With chat relays, however, no messages are sent directly from owners to members, so if logic is kept as is these events would never be received. So, their processing should be special cased to delay until after forwarding operation.
## Further considerations, ideas (Update)
- Sending member profiles.
- Profiles of owners (and admins, moderators) should be sent to all members on joining.
- Profiles of other members should be sent on interaction with them.
- For MVP: we can show counts on reactions and avoid solving it, but we should have a design to solve this problem, as it would be necessary for comments and later for large groups.
- Solution draft - partition members based on join timestamp and sender last interaction time:
- Track last interaction timestamp on each member.
- When forwarding from this member partition members into two parts: include profile for those who joined after interaction, don't include for those who joined before interaction.
- This suggests that job would be divided into two parts.
- Protocol to request member profile as a fallback.
- This becomes more complex in case batch has multiple members - for n required profiles to send, recipients need to be partitioned into n + 1 parts.
- Better solution - schedule profile deliveries separately from batch on first post-join delivery per sender.
- Track last_profile_delivery_ts (for sender), join_ts (for recipient) on member records.
- On the sender's first overall interaction (last_profile_delivery_ts is null), first create a special task to deliver profile to all (in scope All).
- On following sends on batching, for senders whose last_profile_delivery_ts < any member's join_ts (i.e., some member missed the initial broadcast), create a profile delivery task for those specific senders.
- Message task should have a flag whether profile should be delivered to anyone (set to false on first profile delivery). Checking last_profile_delivery_ts is null seems to be sufficient.
- Don't partition for owners based on "message from channel" flag to simplify delivery - no need for two separate jobs/cursors.
- When chat relay receives group deletion event, or event removing it [chat relay itself] from the group:
- Chat relay should kill all forwarding workers for the group -> delete all jobs -> create one new job to forward group deletion.
- It could be a special type of job.
- Sending each reaction (and in future comment) won't scale well.
- Instead periodically send reaction and comment counts.

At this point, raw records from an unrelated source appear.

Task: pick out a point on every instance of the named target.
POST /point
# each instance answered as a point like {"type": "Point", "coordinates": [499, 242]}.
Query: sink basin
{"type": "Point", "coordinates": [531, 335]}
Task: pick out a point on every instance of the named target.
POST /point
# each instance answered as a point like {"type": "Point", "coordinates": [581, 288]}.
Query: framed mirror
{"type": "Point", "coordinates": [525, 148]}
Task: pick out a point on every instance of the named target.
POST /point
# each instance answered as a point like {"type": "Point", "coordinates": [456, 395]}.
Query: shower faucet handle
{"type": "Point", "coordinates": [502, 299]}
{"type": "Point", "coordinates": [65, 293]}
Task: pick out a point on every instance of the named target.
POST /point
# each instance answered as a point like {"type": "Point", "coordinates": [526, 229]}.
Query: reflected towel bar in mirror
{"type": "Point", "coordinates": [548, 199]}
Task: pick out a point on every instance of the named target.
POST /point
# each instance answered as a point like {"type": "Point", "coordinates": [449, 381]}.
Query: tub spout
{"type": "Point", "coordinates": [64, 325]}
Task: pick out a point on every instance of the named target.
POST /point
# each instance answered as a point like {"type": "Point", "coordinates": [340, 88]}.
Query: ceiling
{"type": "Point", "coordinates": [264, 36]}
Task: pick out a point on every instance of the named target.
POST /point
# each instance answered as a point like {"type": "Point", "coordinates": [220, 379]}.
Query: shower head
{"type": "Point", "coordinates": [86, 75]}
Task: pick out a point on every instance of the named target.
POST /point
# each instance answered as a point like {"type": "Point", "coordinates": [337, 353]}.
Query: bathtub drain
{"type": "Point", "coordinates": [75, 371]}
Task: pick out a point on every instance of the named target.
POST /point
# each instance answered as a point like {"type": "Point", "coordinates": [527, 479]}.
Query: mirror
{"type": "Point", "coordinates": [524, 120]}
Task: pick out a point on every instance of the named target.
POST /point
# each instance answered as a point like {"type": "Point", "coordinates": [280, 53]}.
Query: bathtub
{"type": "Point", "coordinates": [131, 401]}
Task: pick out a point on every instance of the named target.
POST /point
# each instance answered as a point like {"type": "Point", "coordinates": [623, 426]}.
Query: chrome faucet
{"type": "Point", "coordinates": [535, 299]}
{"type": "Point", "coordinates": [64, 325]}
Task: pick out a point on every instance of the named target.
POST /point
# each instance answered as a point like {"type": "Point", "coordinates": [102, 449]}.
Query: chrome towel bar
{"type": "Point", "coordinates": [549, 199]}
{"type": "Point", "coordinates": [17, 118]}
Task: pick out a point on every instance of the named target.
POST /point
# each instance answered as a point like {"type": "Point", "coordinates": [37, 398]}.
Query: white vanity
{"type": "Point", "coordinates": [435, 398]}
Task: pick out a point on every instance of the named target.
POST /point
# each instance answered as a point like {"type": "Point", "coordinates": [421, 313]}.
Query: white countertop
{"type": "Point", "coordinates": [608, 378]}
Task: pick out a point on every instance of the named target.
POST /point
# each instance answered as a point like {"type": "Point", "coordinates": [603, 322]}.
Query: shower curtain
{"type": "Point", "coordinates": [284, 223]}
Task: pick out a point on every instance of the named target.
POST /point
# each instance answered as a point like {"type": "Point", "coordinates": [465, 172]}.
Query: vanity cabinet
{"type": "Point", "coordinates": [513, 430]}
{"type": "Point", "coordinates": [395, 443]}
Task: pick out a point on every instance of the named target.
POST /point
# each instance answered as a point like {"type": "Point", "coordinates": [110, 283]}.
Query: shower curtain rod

- Send reactions and comments themselves on request.
- This implies that instead of message records, special entity for forwarding tasks should be added, for worker to search for next work items - see more below.

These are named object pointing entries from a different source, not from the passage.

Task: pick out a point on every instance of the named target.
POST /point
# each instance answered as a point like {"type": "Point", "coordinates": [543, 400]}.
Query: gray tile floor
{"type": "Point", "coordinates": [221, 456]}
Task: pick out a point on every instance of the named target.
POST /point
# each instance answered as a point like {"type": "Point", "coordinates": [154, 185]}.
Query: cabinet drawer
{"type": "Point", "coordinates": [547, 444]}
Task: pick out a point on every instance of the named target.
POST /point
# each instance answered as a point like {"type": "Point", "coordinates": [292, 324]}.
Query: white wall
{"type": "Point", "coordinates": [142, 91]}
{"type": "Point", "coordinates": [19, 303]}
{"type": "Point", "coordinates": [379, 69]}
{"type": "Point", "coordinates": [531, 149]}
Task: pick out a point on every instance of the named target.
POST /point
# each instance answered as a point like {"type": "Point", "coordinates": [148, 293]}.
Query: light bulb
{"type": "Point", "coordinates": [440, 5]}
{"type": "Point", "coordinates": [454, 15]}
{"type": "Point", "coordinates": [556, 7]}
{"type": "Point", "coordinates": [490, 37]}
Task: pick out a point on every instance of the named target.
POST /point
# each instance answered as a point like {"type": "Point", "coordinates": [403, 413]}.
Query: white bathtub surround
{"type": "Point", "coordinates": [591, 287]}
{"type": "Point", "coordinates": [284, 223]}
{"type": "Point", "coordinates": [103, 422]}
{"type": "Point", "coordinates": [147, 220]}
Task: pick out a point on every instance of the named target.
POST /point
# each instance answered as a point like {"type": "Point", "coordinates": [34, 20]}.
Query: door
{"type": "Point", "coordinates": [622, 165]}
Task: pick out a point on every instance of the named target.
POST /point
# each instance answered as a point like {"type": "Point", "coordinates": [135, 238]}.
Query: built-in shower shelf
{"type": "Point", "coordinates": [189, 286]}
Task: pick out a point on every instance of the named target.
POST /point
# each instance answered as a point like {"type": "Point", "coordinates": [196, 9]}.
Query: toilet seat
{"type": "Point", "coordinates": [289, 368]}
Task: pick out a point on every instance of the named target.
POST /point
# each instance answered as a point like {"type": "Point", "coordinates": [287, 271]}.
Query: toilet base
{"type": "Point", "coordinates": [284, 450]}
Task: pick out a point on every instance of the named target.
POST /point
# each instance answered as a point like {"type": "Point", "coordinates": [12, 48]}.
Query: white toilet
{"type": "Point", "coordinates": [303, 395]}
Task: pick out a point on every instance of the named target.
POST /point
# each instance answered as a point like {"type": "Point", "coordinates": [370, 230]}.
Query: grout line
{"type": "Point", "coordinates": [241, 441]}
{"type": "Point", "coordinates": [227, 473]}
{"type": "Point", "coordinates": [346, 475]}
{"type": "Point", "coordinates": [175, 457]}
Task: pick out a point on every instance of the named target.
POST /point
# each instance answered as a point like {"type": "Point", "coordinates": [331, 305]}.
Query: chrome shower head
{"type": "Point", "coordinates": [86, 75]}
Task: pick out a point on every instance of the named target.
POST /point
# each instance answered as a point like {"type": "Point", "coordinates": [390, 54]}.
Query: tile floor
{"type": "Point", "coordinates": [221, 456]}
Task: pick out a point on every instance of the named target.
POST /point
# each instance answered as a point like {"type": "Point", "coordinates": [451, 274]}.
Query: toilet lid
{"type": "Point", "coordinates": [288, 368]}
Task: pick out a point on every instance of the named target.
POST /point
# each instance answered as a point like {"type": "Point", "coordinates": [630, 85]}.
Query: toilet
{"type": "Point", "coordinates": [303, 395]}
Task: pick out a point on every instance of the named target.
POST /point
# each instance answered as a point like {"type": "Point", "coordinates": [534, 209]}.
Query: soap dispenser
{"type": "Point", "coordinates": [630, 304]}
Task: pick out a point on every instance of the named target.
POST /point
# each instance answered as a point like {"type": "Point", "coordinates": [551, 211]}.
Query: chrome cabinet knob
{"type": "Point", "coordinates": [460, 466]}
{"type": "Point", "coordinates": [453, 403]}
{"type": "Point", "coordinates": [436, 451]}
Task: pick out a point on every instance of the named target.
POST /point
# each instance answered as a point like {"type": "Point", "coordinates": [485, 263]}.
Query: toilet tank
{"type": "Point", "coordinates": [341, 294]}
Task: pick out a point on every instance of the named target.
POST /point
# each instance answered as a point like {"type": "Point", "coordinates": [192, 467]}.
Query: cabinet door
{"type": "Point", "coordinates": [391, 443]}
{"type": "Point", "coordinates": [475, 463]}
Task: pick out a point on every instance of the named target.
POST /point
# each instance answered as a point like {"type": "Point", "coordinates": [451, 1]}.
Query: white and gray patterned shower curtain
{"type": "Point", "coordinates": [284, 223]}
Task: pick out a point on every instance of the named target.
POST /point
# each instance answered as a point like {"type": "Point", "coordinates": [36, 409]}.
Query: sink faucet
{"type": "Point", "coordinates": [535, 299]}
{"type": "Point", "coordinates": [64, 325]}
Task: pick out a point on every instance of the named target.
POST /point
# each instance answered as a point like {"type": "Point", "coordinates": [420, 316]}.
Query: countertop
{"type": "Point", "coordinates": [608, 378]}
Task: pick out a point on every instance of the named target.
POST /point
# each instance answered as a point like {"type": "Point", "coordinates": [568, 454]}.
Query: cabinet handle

- Connections with priority.
- Client could have 2 connections/queues with relay, and relay - 2 subscribers.
- Separation of responsibilities between connections/queues:
- Normal queue to be used for regular forwarding of messages, reactions, etc.
- High-priority queue to be used for serving client requests and sending important service events (e.g. ownership changes, group deletion).
- Possibly special case of connection redundancy.
- Design to be reworked to use special entity for forwarding tasks instead of relying on messages.
- Points for this:
- Batched reactions/comments counts.
- Special logic on group deletion/relay removal.
- Possibly special logic on sending member profiles, as it's not needed for all types of jobs.
- Sum type of task types.
- Some tasks may simply point to message records.
- Some tasks may be created for further updating their metadata / scheduling, e.g. "send reactions/comments count update", and the information itself may be taken from chat items.